Contents


Qlik Sense integrated with Hortonworks Data Platform (HDP) running on IBM Power Systems

Steps for discovering and visualizing data in HDP on IBM Power Systems using Qlik Sense

Comments

Qlik Sense is a business intelligence (BI) solution that helps in discovering the insights that query-based BI tools can simply miss. You can search and explore across all your data, instantly pivoting your analysis when new ideas surface. Qlik Sense gives total flexibility with a cloud-ready data analytics platform that supports the full spectrum of BI use cases. Qlik Sense supports accessing data in Apache Hadoop environments. Validation testing was performed to verify Qlik Sense’s ability to integrate with and visualize data specifically to Hortonworks Data Platform (HDP) on IBM® POWER8®. This article provides an overview of the validation tests that were completed.

Objectives

The key objectives for the validation testing of Qlik Sense were to:

  1. Configure Qlik Sense to connect to HDP 2.6 running on an IBM POWER8 processor-based server.
  2. Extract and visualize sample data from the Hadoop Distributed File System (HDFS) of HDP running on a POWER8 processor-based server.

Test environment

This section lists the high-level components included in the test environment.

Qlik Sense

  • Qlik Sense Desktop 11.11.1 for a Microsoft Windows 7 PC
  • Hortonworks ODBC Driver for Apache Hive (v2.1.5.1006 64 bit)
  • A notebook running Windows 7

Hortonworks Data Platform

  • Hortonworks Data Platform (HDP) version 2.6
  • Red Hat Enterprise Linux (RHEL) 7.2
  • Minimum resources: Eight virtual processors, 24 GB memory, 50 GB disk space
  • IBM PowerKVM™
  • IBM POWER8 processor-based server

Deployment architecture

The deployment architecture is quite simple. Qlik Sense and the Hortonworks ODBC driver were installed and run on a Windows 7 notebook. HDP was installed and run on a POWER8 server. Qlik Sense and the ODBC driver were configured to connect to HDP. Data in HDP was accessed and visualized by Qlik Sense. Tests were run in a single-node HDP environment and a multi-node HDP cluster.

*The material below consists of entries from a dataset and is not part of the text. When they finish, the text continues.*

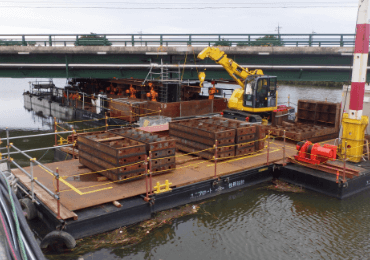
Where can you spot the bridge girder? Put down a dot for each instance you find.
(288, 63)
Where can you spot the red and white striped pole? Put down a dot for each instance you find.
(359, 69)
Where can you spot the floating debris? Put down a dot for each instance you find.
(125, 236)
(283, 186)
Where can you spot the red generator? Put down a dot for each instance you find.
(314, 153)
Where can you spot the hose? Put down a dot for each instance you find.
(5, 228)
(7, 214)
(34, 248)
(21, 245)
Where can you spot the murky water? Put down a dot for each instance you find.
(252, 223)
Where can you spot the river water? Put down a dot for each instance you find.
(253, 223)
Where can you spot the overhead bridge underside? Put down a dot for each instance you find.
(105, 62)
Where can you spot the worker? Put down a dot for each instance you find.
(132, 90)
(153, 94)
(212, 91)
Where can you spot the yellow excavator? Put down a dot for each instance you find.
(257, 96)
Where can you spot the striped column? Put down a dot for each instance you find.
(361, 54)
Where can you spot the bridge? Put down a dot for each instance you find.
(301, 57)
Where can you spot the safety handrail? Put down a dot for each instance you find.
(58, 40)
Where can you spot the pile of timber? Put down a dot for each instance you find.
(232, 137)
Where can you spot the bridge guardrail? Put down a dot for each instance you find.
(71, 40)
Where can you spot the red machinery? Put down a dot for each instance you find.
(314, 153)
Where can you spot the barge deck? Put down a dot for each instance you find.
(80, 188)
(90, 206)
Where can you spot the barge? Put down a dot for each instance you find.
(72, 199)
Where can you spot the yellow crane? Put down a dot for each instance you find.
(257, 96)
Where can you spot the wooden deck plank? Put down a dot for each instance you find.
(45, 197)
(190, 170)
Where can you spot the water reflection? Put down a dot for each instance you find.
(260, 224)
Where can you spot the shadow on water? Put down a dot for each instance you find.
(256, 223)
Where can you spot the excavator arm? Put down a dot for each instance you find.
(238, 73)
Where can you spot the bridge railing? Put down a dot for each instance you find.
(137, 40)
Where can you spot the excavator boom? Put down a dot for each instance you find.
(238, 73)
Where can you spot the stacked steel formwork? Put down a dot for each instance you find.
(122, 156)
(316, 120)
(233, 137)
(161, 150)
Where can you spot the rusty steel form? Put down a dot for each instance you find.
(249, 138)
(108, 150)
(162, 148)
(232, 137)
(315, 121)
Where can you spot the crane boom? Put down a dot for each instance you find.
(238, 73)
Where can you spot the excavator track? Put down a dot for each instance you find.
(239, 115)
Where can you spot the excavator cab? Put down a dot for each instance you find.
(260, 92)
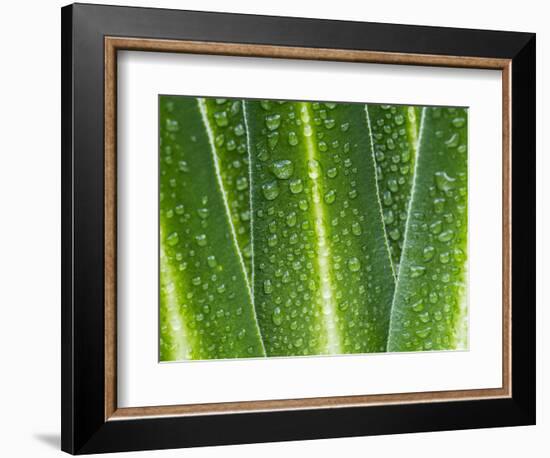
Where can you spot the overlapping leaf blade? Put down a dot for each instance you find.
(395, 136)
(226, 121)
(322, 275)
(430, 297)
(277, 220)
(206, 309)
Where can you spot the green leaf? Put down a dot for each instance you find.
(206, 310)
(395, 138)
(429, 306)
(226, 122)
(322, 275)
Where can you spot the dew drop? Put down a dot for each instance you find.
(270, 190)
(277, 317)
(354, 264)
(444, 182)
(283, 169)
(314, 169)
(241, 183)
(221, 118)
(172, 239)
(296, 186)
(330, 196)
(273, 121)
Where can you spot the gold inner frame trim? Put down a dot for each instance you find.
(114, 44)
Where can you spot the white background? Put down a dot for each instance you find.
(30, 229)
(142, 76)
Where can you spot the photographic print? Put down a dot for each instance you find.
(302, 228)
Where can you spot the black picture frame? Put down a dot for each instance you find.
(84, 427)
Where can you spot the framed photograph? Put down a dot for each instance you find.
(281, 228)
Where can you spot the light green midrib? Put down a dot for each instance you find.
(406, 235)
(215, 159)
(412, 132)
(333, 344)
(171, 306)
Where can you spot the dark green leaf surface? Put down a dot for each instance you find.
(322, 275)
(206, 310)
(430, 297)
(226, 121)
(394, 134)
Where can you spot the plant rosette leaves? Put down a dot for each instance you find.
(206, 309)
(429, 307)
(322, 276)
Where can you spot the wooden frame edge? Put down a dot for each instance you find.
(111, 46)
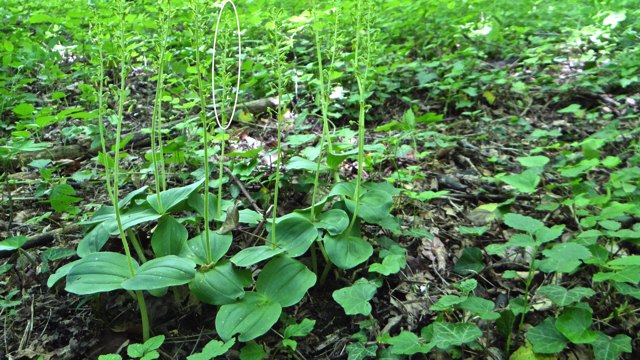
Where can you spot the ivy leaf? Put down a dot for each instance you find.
(470, 262)
(563, 297)
(302, 329)
(610, 349)
(524, 223)
(527, 182)
(480, 307)
(355, 299)
(446, 302)
(546, 338)
(574, 323)
(357, 351)
(448, 334)
(505, 322)
(407, 343)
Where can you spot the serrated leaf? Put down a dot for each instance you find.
(355, 299)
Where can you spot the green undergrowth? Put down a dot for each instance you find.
(562, 240)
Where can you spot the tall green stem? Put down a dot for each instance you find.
(324, 101)
(140, 296)
(361, 79)
(205, 127)
(165, 25)
(278, 73)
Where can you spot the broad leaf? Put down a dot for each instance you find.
(355, 299)
(524, 223)
(446, 302)
(99, 272)
(335, 221)
(448, 334)
(285, 281)
(302, 329)
(172, 197)
(546, 339)
(374, 207)
(610, 349)
(212, 349)
(196, 247)
(357, 351)
(505, 322)
(347, 252)
(480, 307)
(470, 262)
(527, 182)
(574, 323)
(162, 272)
(407, 343)
(169, 238)
(563, 297)
(222, 284)
(251, 316)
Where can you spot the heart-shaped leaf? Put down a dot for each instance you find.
(610, 349)
(574, 323)
(481, 307)
(251, 316)
(347, 252)
(448, 334)
(99, 272)
(524, 223)
(285, 280)
(169, 238)
(470, 262)
(546, 339)
(355, 299)
(222, 284)
(563, 297)
(408, 343)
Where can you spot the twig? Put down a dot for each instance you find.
(244, 191)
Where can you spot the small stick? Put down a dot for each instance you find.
(244, 191)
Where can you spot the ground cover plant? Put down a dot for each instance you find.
(319, 180)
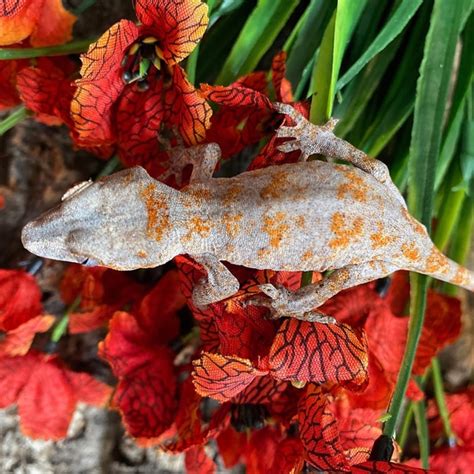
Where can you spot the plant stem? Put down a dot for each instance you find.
(110, 167)
(191, 63)
(18, 115)
(63, 323)
(419, 286)
(441, 400)
(74, 47)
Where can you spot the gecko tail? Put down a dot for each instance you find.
(442, 268)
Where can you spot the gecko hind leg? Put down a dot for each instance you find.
(220, 282)
(203, 158)
(301, 303)
(313, 139)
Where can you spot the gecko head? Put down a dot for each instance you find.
(103, 223)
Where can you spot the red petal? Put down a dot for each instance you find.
(101, 84)
(223, 377)
(47, 401)
(20, 298)
(18, 341)
(261, 390)
(54, 24)
(14, 374)
(47, 90)
(314, 352)
(8, 92)
(377, 467)
(197, 461)
(89, 390)
(237, 96)
(281, 85)
(147, 384)
(90, 320)
(442, 326)
(380, 325)
(188, 420)
(17, 20)
(157, 313)
(146, 397)
(319, 432)
(352, 306)
(178, 25)
(139, 117)
(187, 109)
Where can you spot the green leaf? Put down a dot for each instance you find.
(308, 39)
(432, 91)
(256, 37)
(16, 116)
(394, 26)
(333, 46)
(74, 47)
(358, 93)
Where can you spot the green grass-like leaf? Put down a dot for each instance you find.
(432, 90)
(256, 37)
(394, 26)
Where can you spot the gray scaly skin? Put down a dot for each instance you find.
(296, 217)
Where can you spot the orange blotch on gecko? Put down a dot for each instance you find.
(343, 231)
(158, 213)
(275, 228)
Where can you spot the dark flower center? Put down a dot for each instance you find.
(142, 56)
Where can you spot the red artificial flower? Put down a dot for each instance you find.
(20, 298)
(42, 22)
(46, 393)
(47, 89)
(136, 348)
(458, 458)
(131, 83)
(301, 352)
(102, 291)
(18, 341)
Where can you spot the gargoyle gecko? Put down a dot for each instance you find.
(311, 215)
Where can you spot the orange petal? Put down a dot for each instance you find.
(315, 352)
(187, 109)
(178, 25)
(18, 341)
(101, 84)
(18, 20)
(223, 377)
(54, 25)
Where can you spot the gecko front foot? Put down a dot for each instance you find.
(284, 303)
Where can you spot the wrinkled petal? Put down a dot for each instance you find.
(281, 85)
(18, 341)
(139, 117)
(315, 352)
(187, 109)
(179, 25)
(20, 298)
(223, 377)
(319, 432)
(47, 90)
(47, 402)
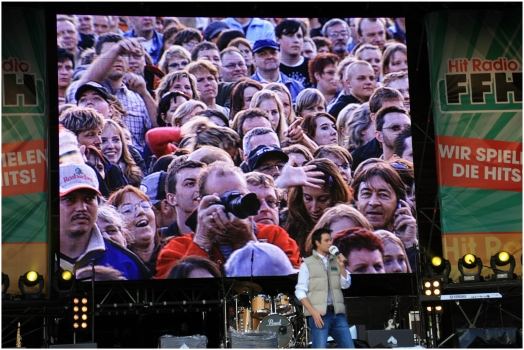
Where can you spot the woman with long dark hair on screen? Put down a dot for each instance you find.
(339, 218)
(306, 204)
(139, 219)
(116, 150)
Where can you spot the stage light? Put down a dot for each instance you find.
(5, 284)
(500, 259)
(473, 266)
(31, 285)
(67, 275)
(80, 312)
(431, 287)
(440, 267)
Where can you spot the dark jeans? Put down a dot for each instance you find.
(335, 326)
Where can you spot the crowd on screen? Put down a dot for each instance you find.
(167, 123)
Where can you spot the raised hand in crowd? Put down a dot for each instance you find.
(215, 225)
(405, 224)
(296, 134)
(300, 176)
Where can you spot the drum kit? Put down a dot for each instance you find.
(256, 312)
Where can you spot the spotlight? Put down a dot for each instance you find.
(5, 284)
(502, 258)
(65, 281)
(473, 264)
(31, 285)
(431, 288)
(440, 267)
(80, 313)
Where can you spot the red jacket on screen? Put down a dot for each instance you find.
(182, 246)
(159, 140)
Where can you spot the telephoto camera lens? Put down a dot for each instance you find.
(240, 205)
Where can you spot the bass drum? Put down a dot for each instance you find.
(279, 325)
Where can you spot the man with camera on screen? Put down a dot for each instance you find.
(224, 222)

Installation and configuration

The section covers installation and configuration of a HDP cluster and Qlick Sense software.

Installing and configuring a HDP cluster

Here are the high-level steps to install and configure the HDP cluster:

  1. Follow the installation guide for HDP on IBM Power Systems™ to install and configure the HDP cluster. Refer to the Related topics section for more information.
  2. Log in to the Ambari server and ensure that all the services are running.
  3. Monitor and manage the HDP cluster, Hadoop, and related services through Ambari.

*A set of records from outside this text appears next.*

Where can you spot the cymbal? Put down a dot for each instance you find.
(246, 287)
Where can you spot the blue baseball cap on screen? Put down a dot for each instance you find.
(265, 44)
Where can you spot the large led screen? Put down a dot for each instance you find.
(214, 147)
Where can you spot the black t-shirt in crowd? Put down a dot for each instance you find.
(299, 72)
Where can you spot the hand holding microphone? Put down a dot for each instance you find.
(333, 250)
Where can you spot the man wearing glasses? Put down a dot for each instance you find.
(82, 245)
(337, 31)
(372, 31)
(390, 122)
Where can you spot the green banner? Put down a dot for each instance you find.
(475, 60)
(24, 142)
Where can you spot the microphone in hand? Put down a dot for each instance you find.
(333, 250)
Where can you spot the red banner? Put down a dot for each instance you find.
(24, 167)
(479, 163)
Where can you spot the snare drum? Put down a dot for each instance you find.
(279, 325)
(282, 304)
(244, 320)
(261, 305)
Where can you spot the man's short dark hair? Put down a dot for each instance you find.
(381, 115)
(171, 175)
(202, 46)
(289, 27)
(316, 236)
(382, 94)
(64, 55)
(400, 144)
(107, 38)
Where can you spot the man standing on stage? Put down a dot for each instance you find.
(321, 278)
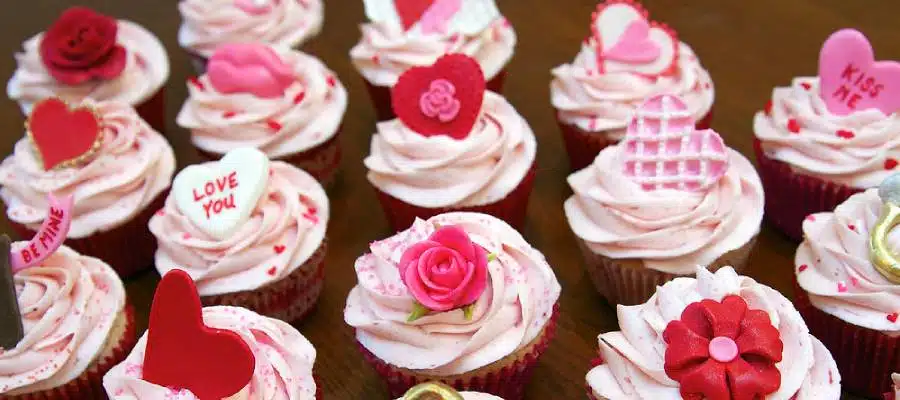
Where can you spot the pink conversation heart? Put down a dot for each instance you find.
(249, 68)
(850, 78)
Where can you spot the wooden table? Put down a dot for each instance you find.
(748, 46)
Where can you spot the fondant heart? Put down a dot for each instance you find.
(850, 78)
(218, 197)
(626, 41)
(183, 353)
(663, 150)
(62, 136)
(443, 99)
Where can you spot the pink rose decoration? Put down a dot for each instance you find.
(446, 271)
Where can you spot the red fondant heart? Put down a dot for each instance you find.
(461, 80)
(61, 135)
(183, 353)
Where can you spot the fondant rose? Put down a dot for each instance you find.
(446, 271)
(80, 46)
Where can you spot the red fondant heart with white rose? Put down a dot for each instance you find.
(663, 149)
(219, 197)
(443, 99)
(183, 353)
(627, 41)
(63, 136)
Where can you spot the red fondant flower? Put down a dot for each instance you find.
(723, 351)
(80, 46)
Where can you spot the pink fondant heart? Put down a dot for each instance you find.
(850, 78)
(663, 150)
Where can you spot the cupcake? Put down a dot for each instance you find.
(849, 290)
(251, 233)
(627, 59)
(402, 35)
(285, 103)
(453, 147)
(114, 164)
(207, 24)
(191, 353)
(460, 298)
(664, 200)
(826, 138)
(719, 336)
(120, 61)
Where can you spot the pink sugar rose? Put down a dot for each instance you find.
(446, 271)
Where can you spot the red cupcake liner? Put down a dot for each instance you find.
(289, 299)
(89, 385)
(381, 95)
(513, 208)
(506, 378)
(128, 249)
(790, 196)
(866, 358)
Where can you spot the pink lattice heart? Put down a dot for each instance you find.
(663, 150)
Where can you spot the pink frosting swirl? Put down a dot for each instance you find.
(509, 314)
(852, 150)
(634, 357)
(146, 70)
(439, 171)
(70, 305)
(670, 230)
(132, 167)
(308, 114)
(284, 230)
(209, 23)
(284, 361)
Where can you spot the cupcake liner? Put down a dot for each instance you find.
(512, 208)
(790, 196)
(505, 378)
(865, 357)
(289, 299)
(628, 282)
(129, 248)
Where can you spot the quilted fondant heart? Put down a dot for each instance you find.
(627, 41)
(219, 197)
(183, 353)
(63, 136)
(663, 150)
(850, 78)
(443, 99)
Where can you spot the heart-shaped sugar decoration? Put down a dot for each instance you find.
(183, 353)
(851, 80)
(443, 99)
(218, 197)
(626, 41)
(663, 149)
(63, 136)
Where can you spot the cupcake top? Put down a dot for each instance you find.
(453, 144)
(279, 101)
(627, 59)
(240, 223)
(722, 318)
(402, 35)
(497, 298)
(842, 126)
(120, 61)
(113, 163)
(210, 23)
(669, 195)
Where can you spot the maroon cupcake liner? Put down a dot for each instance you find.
(790, 196)
(128, 249)
(506, 378)
(289, 299)
(513, 208)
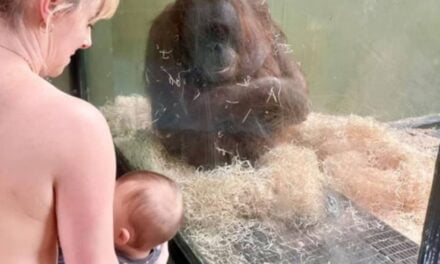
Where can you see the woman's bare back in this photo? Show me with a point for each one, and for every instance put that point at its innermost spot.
(43, 133)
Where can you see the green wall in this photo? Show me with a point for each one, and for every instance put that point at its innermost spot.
(369, 57)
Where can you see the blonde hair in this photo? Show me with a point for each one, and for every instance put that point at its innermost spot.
(14, 10)
(154, 217)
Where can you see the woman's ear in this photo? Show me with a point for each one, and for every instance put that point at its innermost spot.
(48, 8)
(122, 237)
(45, 8)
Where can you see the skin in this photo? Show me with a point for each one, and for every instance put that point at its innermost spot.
(56, 150)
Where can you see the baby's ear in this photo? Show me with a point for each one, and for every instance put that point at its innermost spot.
(123, 237)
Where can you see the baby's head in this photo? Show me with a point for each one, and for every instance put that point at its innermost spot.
(148, 211)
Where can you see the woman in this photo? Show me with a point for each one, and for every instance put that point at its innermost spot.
(57, 164)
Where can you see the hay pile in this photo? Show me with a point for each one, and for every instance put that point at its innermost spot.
(386, 171)
(383, 170)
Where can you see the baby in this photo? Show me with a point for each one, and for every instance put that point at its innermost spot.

Setting up test data and Hive tables

Download the MovieLens and driver test data, create Hive tables and copy the data to the Hive tables in HDFS.

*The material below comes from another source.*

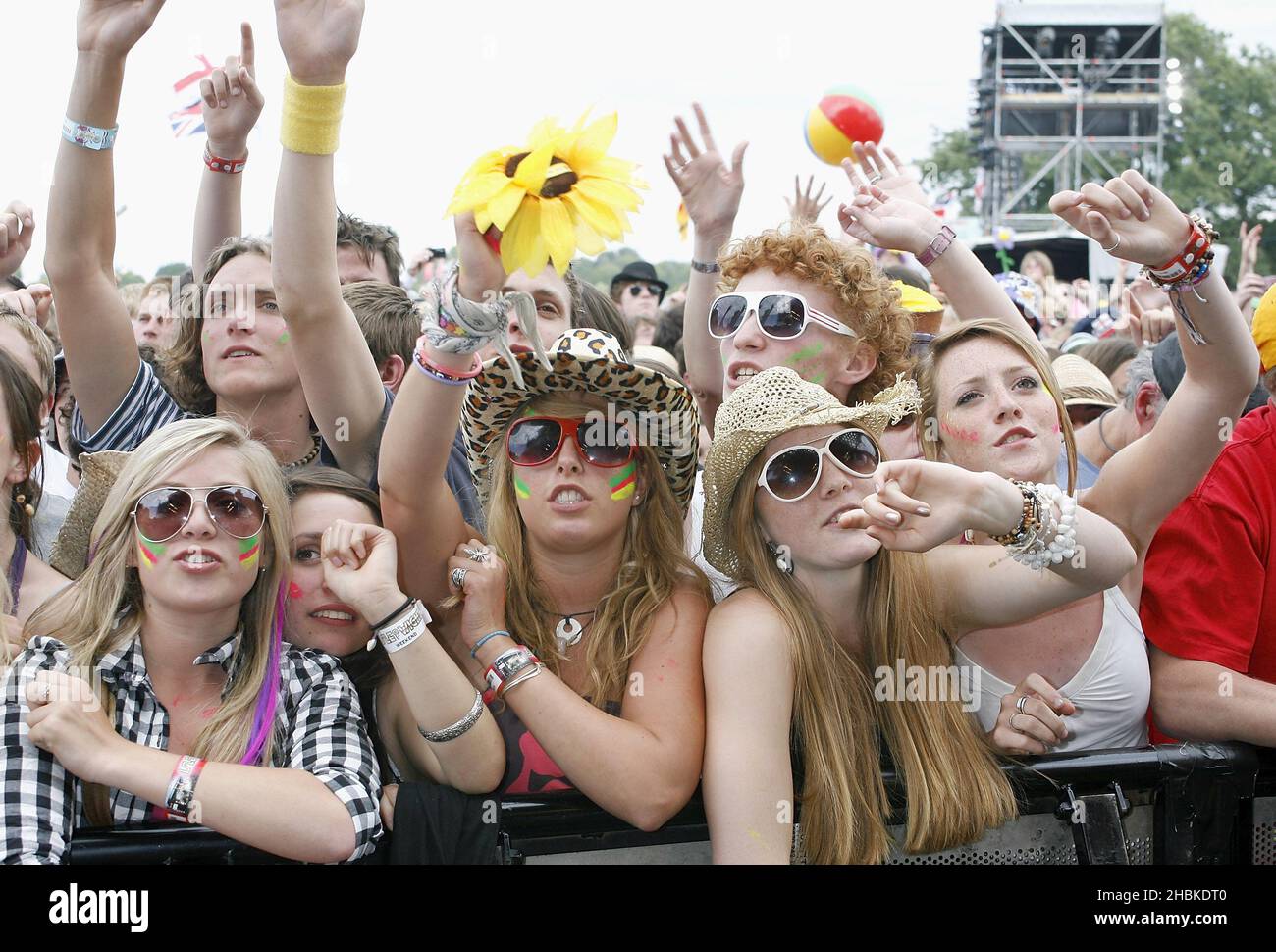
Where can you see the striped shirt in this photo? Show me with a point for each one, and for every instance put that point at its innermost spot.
(319, 727)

  1. Download the MovieLens data set from MovieLens Dataset (see the citation in Related topics).
  2. Create tables in Hive.
     
    hive> create database movielens;
    OK
    Time taken: 3.063 seconds
    hive> use movielens;
    OK
    Time taken: 0.261 seconds
    hive> 
        > CREATE EXTERNAL TABLE ratings (
        >   userid INT, 
        >   movieid INT,
        >   rating INT, 
        >   tstamp STRING
        > ) ROW FORMAT DELIMITED
        > FIELDS TERMINATED BY '#'
        > STORED AS TEXTFILE
        > LOCATION '/dataset/movielens/ratings';
    OK
    Time taken: 0.578 seconds
    hive> 
        > CREATE EXTERNAL TABLE movies (
        >   movieid INT, 
        >   title STRING,
        >   genres ARRAY<STRING>
        > ) ROW FORMAT DELIMITED
        > FIELDS TERMINATED BY '#'
        > COLLECTION ITEMS TERMINATED BY "|"
        > STORED AS TEXTFILE
        > LOCATION '/dataset/movielens/movies';
    OK
    Time taken: 0.429 seconds
    hive> 
        > CREATE EXTERNAL TABLE users (
        >   userid INT, 
        >   gender STRING, 
        >   age INT,
        >   occupation INT,
        >   zipcode STRING
        > ) ROW FORMAT DELIMITED
        > FIELDS TERMINATED BY '#'
        > STORED AS TEXTFILE
        > LOCATION '/dataset/movielens/users';
    OK
    Time taken: 0.291 seconds
    hive> 
        > CREATE EXTERNAL TABLE occupations (
        >   id INT,
        >   occupation STRING
        > ) ROW FORMAT DELIMITED
        > FIELDS TERMINATED BY '#'
        > STORED AS TEXTFILE
        > LOCATION '/dataset/movielens/occupations';
    OK
    Time taken: 0.336 seconds
    hive>
  3. Load the test data into tables.
     
    hadoop fs -put ratings.t /dataset/movielens/ratings
    hadoop fs -put movies.t /dataset/movielens/movies
    hadoop fs -put users.t /dataset/movielens/users
    hadoop fs -put occupations.t /dataset/movielens/occupations
  4. Verify the data in HDFS.
     
    [root@hdp264build ml-1m]# hadoop fs -ls /dataset/movielens
    Found 4 items
    drwxr-xr-x   - hive hdfs          0 2018-05-30 05:19 /dataset/movielens/movies
    drwxr-xr-x   - hive hdfs          0 2018-05-30 05:19 /dataset/movielens/occupations
    drwxr-xr-x   - hive hdfs          0 2018-05-30 05:19 /dataset/movielens/ratings
    drwxr-xr-x   - hive hdfs          0 2018-05-30 05:19 /dataset/movielens/users
    [root@hdp264build ml-1m] #
  5. Verify the data in Hive tables.
     
    hive> show databases;
    OK
    default
    movielens
    Time taken: 2.559 seconds, Fetched: 2 row(s)
    hive> show tables in movielens;
    OK
    movies
    occupations
    ratings
    users
    Time taken: 0.371 seconds, Fetched: 4 row(s)
    hive>

Installing and configuring Hortonworks ODBC driver

Here are the steps to install and configure the ODBC driver:

  1. Download the Hortonworks ODBC driver on Microsoft Windows 7 (see Related topics for the download website).
  2. Install and configure the ODBC driver. Follow the instructions in the tutorial and guide listed in the Related topics section.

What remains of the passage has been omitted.